Both the specialty products and chemical products are tied to GDP and consumer spending. Since it takes years to build out chemical plants, and decisions to build them are done years in advance, the overall industry is quite often oversupplied.
Figure 5: Chemical products and specialty products revenue
The future of the business and general profitability
ExxonMobil has shared ambitious plans that will drive the margin profile of the business a lot higher, while also accelerating the pace of normalized growth. The figures shared are on a normalized basis from 2024 levels, where management targets an additional $25 billion in earnings growth, as well as a $35 billion increase in free cash flow by 2030, totaling ~$70 billion. The normalization is necessary since the business is so driven by commodity prices. A $35 billion increase in FCF does not sound too impressive, since it would only mean an increase of $8 billion over an 8-year period from 2022, which recorded $62 billion in FCF. However, oil averaged around $100 per barrel during that period, whereas 2024 had a more normalized level of ~$75-80/Bbl.
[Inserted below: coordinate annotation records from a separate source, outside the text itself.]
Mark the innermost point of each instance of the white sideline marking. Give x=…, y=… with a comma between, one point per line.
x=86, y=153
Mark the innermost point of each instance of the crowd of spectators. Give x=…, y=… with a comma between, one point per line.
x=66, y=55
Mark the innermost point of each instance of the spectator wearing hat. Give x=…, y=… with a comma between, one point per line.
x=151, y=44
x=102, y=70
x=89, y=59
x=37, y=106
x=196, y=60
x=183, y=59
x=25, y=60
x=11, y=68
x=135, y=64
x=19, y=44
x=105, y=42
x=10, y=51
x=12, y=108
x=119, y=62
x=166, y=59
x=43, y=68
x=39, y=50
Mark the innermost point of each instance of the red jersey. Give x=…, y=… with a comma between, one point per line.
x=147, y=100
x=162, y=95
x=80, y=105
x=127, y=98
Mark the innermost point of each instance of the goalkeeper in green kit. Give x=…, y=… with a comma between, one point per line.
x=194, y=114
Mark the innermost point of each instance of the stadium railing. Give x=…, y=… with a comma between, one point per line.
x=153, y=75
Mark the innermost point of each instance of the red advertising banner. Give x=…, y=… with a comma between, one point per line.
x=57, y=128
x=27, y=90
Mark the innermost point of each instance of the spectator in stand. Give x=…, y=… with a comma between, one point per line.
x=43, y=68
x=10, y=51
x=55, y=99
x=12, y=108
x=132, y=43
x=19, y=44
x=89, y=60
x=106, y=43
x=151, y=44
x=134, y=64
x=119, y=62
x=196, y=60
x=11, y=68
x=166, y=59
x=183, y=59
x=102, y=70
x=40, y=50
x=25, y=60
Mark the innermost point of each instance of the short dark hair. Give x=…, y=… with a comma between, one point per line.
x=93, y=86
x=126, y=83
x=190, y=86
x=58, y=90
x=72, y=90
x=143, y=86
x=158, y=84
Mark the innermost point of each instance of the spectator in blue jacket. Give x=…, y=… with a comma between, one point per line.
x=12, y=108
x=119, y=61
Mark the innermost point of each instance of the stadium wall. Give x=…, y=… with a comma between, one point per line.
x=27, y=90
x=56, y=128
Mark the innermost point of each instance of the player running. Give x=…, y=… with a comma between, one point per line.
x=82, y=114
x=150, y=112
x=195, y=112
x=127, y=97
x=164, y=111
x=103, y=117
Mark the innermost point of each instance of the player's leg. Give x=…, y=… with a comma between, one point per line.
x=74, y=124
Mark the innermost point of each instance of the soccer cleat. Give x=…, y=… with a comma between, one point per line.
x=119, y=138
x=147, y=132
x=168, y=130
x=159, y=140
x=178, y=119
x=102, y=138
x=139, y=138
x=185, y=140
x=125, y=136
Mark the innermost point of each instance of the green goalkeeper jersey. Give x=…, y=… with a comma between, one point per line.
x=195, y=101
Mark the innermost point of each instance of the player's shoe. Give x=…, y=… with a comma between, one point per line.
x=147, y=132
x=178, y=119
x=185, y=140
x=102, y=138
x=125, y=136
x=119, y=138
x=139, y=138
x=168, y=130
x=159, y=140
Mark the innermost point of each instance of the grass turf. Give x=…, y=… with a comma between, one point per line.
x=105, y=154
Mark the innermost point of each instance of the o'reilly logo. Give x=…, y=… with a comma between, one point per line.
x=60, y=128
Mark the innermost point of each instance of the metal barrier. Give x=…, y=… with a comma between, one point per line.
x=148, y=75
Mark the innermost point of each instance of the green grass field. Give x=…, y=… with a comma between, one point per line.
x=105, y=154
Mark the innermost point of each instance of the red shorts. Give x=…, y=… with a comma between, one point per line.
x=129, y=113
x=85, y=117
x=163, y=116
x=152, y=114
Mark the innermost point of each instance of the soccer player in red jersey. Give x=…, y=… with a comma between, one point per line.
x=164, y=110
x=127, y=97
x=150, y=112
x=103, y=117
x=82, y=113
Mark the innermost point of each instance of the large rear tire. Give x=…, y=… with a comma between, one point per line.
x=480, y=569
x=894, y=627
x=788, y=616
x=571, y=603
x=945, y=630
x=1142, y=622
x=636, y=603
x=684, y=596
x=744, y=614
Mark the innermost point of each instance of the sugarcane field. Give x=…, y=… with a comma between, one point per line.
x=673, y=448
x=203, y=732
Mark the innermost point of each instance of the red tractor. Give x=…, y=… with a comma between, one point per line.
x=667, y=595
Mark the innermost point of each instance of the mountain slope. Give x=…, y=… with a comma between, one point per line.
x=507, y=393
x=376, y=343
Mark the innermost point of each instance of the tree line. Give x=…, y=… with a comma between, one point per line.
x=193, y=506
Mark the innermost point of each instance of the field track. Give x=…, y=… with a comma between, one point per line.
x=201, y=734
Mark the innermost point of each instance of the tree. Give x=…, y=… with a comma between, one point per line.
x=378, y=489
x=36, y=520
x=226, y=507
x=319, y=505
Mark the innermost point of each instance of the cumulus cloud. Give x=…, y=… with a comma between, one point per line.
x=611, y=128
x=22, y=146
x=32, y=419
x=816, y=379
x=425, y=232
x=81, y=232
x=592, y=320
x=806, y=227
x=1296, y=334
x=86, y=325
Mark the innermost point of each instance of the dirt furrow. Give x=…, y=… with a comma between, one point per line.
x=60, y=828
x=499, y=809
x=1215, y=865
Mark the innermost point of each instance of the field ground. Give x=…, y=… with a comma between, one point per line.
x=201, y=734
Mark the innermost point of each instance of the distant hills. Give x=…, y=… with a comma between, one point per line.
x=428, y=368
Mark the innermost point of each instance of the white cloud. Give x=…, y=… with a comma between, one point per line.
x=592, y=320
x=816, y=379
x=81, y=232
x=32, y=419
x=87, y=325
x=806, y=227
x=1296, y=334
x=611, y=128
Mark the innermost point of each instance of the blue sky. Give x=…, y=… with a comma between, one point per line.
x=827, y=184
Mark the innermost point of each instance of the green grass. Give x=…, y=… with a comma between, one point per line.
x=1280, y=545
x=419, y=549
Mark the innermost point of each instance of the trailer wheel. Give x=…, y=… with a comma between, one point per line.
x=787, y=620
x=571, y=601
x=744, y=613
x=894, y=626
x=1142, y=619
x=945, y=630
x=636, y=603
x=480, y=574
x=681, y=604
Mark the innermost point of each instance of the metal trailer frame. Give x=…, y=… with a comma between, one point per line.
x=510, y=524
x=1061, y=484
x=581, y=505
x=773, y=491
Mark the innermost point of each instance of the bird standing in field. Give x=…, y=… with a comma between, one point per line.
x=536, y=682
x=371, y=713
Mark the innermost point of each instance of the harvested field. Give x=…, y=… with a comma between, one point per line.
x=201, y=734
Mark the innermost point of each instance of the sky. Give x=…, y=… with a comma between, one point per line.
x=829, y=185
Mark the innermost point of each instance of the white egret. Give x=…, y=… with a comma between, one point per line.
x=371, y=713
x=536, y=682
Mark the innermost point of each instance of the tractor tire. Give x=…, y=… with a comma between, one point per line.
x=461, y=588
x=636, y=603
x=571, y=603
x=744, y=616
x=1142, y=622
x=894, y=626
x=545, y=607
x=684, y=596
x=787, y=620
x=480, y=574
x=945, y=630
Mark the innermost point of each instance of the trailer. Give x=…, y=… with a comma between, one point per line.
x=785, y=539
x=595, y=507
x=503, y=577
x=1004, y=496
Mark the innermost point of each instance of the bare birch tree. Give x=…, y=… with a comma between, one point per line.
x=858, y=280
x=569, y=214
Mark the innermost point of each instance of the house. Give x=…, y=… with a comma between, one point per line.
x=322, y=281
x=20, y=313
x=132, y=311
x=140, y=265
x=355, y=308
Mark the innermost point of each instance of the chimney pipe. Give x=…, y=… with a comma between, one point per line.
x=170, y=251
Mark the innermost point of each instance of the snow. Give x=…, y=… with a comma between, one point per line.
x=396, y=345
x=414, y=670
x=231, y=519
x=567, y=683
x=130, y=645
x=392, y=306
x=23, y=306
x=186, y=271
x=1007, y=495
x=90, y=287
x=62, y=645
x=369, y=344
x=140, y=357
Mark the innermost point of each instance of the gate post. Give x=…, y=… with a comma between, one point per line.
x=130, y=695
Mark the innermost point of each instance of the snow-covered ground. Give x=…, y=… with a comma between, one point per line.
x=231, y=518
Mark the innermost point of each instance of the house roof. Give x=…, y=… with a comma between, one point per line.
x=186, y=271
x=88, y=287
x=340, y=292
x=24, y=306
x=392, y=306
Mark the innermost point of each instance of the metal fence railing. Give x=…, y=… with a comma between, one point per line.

The company largely plans to transform the business to substantially increase its financial performance by leveraging the advantageous assets in the Permian Basin and in Guyana, together with LNG. In addition to capturing new, currently dormant opportunities, the company will also perform structural cost reductions.
Since ExxonMobil acquired Pioneer Natural Resources in recent years, they are now able to industrialize the oil drilling in the Permian. Using a manufacturing mindset to shale oil, they can treat every well as a unique project where AI drilling techniques allow for multiple wells being drilled simultaneously in a standardized geometry. That in turn allows ExxonMobil to extract more oil, and at a cheaper cost per barrel compared to what competitors can do. Using supercomputers to optimize well spacing, they also avoid parent-child interference, which is when a parent well gets its oil stolen from a newly drilled well. The Permian is one of the most productive oil and gas regions in the world and also the highest-producing field in the U.S.
ExxonMobil already has the highest output of any company in the Permian Basin, and by scaling up efficiently, the break-even price for the upstream segment will come down significantly. If oil prices are healthy, the return on capital employed (ROCE) should be around 15-20%. If the prices are low and the company only operates at ~5%, it would be a major risk for the business, as the upstream segment is the highest contributor to profits. The ROCE metric is a good way to track if the Permian Basin developments are coming along according to expectations. If capital employed is increasing without an increase in earnings, it would signal that ExxonMobil is burning capital while operations stay stagnant (margin compression), which would be a red flag for the project.